Он не отказался от предложенной еды, понимая, что необходимо восстановить силы. Делал глоток за глотком, несмотря на слабость.
— Уже закончил, а? Возможно, ты не так уж плох, как я думал. — Взгляд маленьких глаз незнакомца был прикован к нему. — Как тебя зовут, индеец? Из какого ты племени?
Он не ответил.
— Не притворяйся глухим! Со мной это не пройдет. Я знаю, что ты понимаешь меня. Я спрашиваю: как тебя зовут?
Он продолжал молчать.
— Проклятый дикарь!
Еще один звук. Еще одно лицо. Женщина.
— Что здесь происходит, Пит?
Я услышала твои крики.
— Этот чертов индеец… Он дал мне покормить себя, что верно, то верно, но не желает отвечать ни на какие вопросы.
— О чем ты его спрашивал?
— Спросил, как его зовут и из какого он племени, чтобы мы хотя бы знали, кого искать!
Лицо женщины склонилось над ним. Она обратилась к нему:
— Как твое имя, индеец? Ты ведь из племени кайова, не так ли?

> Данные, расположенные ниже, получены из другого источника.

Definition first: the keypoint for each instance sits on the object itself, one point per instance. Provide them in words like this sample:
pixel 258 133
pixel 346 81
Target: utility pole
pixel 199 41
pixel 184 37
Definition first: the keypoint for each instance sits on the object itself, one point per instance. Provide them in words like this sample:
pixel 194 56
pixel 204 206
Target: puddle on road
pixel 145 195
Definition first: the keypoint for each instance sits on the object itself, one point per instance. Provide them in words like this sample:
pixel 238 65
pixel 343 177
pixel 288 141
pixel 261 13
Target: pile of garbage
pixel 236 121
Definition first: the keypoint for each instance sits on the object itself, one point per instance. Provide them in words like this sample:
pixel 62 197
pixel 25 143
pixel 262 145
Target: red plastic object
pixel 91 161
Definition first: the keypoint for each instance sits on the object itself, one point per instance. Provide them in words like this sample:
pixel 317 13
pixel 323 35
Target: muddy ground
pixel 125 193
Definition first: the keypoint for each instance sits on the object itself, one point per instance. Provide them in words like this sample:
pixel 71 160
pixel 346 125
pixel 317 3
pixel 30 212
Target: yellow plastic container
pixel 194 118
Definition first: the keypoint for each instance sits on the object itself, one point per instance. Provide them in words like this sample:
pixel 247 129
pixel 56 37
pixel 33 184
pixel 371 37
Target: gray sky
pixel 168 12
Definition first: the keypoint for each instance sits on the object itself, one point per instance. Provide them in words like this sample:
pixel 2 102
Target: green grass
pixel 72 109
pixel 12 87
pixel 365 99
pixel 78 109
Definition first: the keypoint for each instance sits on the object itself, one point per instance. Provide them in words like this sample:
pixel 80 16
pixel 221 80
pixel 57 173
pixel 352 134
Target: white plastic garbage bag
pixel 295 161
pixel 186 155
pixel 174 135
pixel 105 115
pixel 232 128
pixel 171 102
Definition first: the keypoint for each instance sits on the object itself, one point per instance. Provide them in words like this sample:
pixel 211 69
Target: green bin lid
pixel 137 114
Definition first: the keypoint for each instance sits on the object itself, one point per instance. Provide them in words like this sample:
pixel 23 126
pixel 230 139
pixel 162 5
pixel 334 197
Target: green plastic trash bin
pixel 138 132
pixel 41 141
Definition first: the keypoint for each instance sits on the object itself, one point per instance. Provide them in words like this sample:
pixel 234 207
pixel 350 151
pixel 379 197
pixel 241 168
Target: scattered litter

— Говорю тебе, он не скажет ни слова!
Нет, ей он скажет. Он хотел, чтобы эта женщина знала его имя, чтобы оно навсегда осталось у нее в памяти.
Однако язык его отяжелел и губы отказывались подчиняться. Ему стоило огромного труда их разомкнуть.
Она заметила усилия раненого и наклонилась ниже.
Он вспомнил, что следы привели прямо к ней, и ненависть вспыхнула с новой силой.
Собрав последние силы, он ответил:
— Мое имя… Бледнолицый Волк. Ты еще вспомнишь обо мне…
Мрак окутал его.
Его звали Бледнолицый Волк. И он ненавидел ее. Пьюрити, потрясенная, отошла от индейца.
— Проклятый дикарь! Он пытался убить тебя, ты, в конце концов, спасла ему жизнь, а он смотрит на тебя так, словно уверен, что в следующий раз не промахнется! — С разгоряченным от гнева лицом Пит добавил: — Не важно, кто из нас босс, сейчас приказы отдаю я. Ты немедленно покинешь фургон и не появишься здесь до тех пор, пока нам не удастся сбыть его с рук!
— Пит, я…
— Не спорь со мной, а слушай, что тебе говорят! Я заметил, с какой враждебностью смотрел на тебя этот индеец. Он уже представляет, как снимает твой скальп!
— Пит, он же…
— Ты совсем не слушаешь меня! Речь идет о твоей жизни! Стэн задаст мне хорошую взбучку, если я тебя не образумлю, а коли с тобой что случится, он с меня живого снимет шкуру! Не подчинишься — я пойду к Баку!
— Можешь идти к Баку, если тебе угодно.
— Что ж, я так и сделаю!
— Но в этом нет необходимости.
— Что-о?
— Тебе незачем это делать, потому что ты был совершенно прав.
— Вот как?
Заметив настороженность во взгляде Пита, Пьюрити добавила:
— Я сделаю все так, как ты хочешь. Буду держаться в стороне, пока мы не избавимся от индейца, если только дашь мне слово.
— Что я должен тебе пообещать?
— Что будешь постоянно заботиться о нем.
— С какой стати я должен с ним возиться, если он…
— Обещай мне, Пит.
— Но…
— Обещай.
— Ладно! Буду заботиться, как о невинном младенце! А теперь убирайся отсюда и не возвращайся до тех пор, пока мы от него не отделаемся!
Скрепив их соглашение коротким кивком, Пьюрити проскользнула в заднюю часть фургона и остановилась у самого выхода, чтобы бросить последний взгляд на лежащего без сознания индейца.
Пит прав. По каким-то неясным причинам этот человек ненавидит ее.
Уже стемнело, когда Пьюрити переступила порог кабинета доктора. Три долгих и трудных дня прошли в пути до ближайшего города, и все это время индеец был между жизнью и смертью. Девушка побеседовала с местным шерифом, и Бледнолицый Волк в полубессознательном состоянии был передан на попечение врача. Довольные, что наконец избавились от него, погонщики отметили это событие в салуне, после чего возвратились к стаду.
Девушка же задержалась, решив навестить раненого.
На улице царила обычная вечерняя суета, в комнате же, где лежал индеец, было очень тихо.